In an interview with Fox Business Network, Miller explained, “We are looking right now to make sure that the election — that the votes — are accounted for fairly, without any type of game play.” He added, “It concerns us any time somebody lawyers up and tries to pull an Al Franken, if you will. We are very concerned that there may be some attempt here to skew the results.”
Miller specifically indicated concern over the lawyer, Sean Cairncross, who works for the GOP Senate campaign committee and who headed to Alaska to assist Murkowski.
“You know we are concerned. We’ve got, I think, some game play going on here with the National Republican Senatorial Committee meddling in our primary election,” contends Miller. Noting that Murkowski continues to consider staying in the Senate race on the Libertarian ticket, Miller believes that the National Republican Senatorial Committee should not provide further resources on Murkowski’s behalf.
Murkowski, on the other hand, calls Miller’s concerns “paranoia.” She asserts, “We want to make sure that every Alaskan’s vote counts in this election. Mr.
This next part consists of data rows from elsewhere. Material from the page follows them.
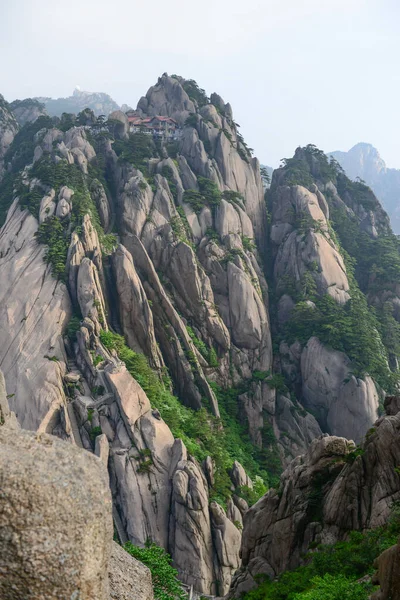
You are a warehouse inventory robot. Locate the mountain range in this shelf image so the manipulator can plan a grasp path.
[329,143,400,234]
[0,73,400,600]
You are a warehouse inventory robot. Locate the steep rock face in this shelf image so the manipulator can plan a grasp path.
[232,406,400,597]
[271,186,350,304]
[301,337,379,443]
[137,75,195,124]
[113,245,163,368]
[0,94,18,179]
[0,203,71,436]
[108,542,154,600]
[267,146,390,442]
[0,81,400,594]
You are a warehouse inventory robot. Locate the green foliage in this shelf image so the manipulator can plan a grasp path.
[185,113,198,128]
[294,575,369,600]
[113,133,158,175]
[124,542,186,600]
[100,331,268,505]
[35,216,68,281]
[161,165,178,202]
[186,325,208,360]
[285,262,398,391]
[59,112,76,131]
[244,505,400,600]
[4,117,53,173]
[236,475,268,506]
[336,173,380,210]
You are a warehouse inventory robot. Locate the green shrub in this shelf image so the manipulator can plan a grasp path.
[124,542,186,600]
[113,133,158,175]
[244,504,400,600]
[35,216,68,281]
[294,575,369,600]
[100,331,268,505]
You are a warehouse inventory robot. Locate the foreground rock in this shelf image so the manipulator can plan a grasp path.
[109,542,153,600]
[0,380,153,600]
[0,427,113,600]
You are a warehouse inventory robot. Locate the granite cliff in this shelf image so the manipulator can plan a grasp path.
[0,74,400,595]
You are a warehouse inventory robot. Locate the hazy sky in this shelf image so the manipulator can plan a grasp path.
[0,0,400,168]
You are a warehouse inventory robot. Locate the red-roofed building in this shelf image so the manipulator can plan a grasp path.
[127,113,179,137]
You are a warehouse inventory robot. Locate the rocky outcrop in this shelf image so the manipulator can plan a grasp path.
[0,202,71,437]
[301,337,379,443]
[113,245,163,369]
[137,73,196,125]
[0,404,113,600]
[271,186,350,304]
[108,542,154,600]
[0,94,18,180]
[0,371,153,600]
[329,143,400,234]
[232,413,400,597]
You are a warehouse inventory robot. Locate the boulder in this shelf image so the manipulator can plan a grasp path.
[0,426,113,600]
[108,542,154,600]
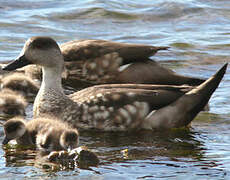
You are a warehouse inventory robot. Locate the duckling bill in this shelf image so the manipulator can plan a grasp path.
[2,37,227,131]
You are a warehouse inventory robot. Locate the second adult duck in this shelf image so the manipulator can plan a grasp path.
[22,40,204,89]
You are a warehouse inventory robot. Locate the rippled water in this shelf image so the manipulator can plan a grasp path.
[0,0,230,179]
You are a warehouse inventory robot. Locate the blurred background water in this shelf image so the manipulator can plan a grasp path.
[0,0,230,179]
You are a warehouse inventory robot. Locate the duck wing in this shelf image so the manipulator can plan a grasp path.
[69,84,191,131]
[60,39,168,65]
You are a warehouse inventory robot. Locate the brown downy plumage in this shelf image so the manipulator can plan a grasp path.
[3,117,79,151]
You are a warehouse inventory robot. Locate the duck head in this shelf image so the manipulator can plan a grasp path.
[3,36,64,71]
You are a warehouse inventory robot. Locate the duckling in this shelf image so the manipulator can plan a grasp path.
[0,88,27,119]
[4,37,227,131]
[36,124,79,152]
[1,73,39,100]
[20,39,204,89]
[3,117,79,151]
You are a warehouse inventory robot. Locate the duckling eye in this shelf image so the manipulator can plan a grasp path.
[6,123,20,133]
[3,108,21,115]
[65,133,78,142]
[41,136,51,149]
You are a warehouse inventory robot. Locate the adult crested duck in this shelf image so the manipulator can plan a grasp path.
[2,117,79,151]
[0,73,39,99]
[0,88,27,120]
[4,37,227,131]
[20,40,204,89]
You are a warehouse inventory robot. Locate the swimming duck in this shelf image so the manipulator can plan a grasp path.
[1,73,39,99]
[4,37,227,131]
[3,117,79,151]
[20,40,204,89]
[0,88,27,119]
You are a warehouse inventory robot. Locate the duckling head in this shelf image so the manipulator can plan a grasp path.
[3,36,64,71]
[2,119,26,145]
[60,129,79,150]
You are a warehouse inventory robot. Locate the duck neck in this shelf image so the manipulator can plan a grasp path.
[41,67,64,94]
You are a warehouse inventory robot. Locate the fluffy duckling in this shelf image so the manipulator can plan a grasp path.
[0,88,27,119]
[3,118,79,151]
[3,37,227,131]
[1,73,39,99]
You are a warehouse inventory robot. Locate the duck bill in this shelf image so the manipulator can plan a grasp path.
[3,55,31,71]
[2,137,10,145]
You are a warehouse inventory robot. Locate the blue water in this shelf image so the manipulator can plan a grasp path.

Miller shouldn’t be afraid of what the voters will have to say about this race.”
National Republican Senatorial Committee spokesman Brian Walsh declared, “We’ve made clear to both campaigns that whichever candidate is chosen as the nominee, they will have our full support.”
Alaska’s GOP Senate primary is a prime example of Tea Party candidates coming up against establishment Republicans, in what has been dubbed by Democrats as “infighting.”
Miller’s position is closely aligned with that of the Tea Party movement, calling for less reliance on the federal government and greater reliance on the states. In an interview with CBS’s Face the Nation, Miller said, “The government is going bankrupt. I don’t think anybody can deny it. I think the answer to this is to basically transfer the responsibilities and power of government back to the states and the people. That is really the only answer, I think, out of this crisis.”
According to The Hill, “The primary campaign was contentious and drew national attention in its final days due to Palin’s involvement. Murkowski was critical of Palin for writing a Facebook note calling her [Murkowski] part of the problem in Washington and referencing the fact that she was appointed to the seat by her father, then-Gov. Frank Murkowski, who was unseated by Palin in 2006.”
If the uncounted ballots prove Miller to be the winner, he still must contend with the possibility of a three-way race that may not bode well for him.
The Los Angeles Times reports, “A survey released Sunday by the Democratic-affiliated Public Policy Polling firm showed Miller leading Democratic nominee Scott McAdams, mayor of Sitka, 47 percent to 39 percent. Murkowski would lead McAdams 60 percent to 28 percent. In a three-way race, Murkowski would lead with 38 percent to Miller’s 34 percent, with McAdams trailing at 22 percent.”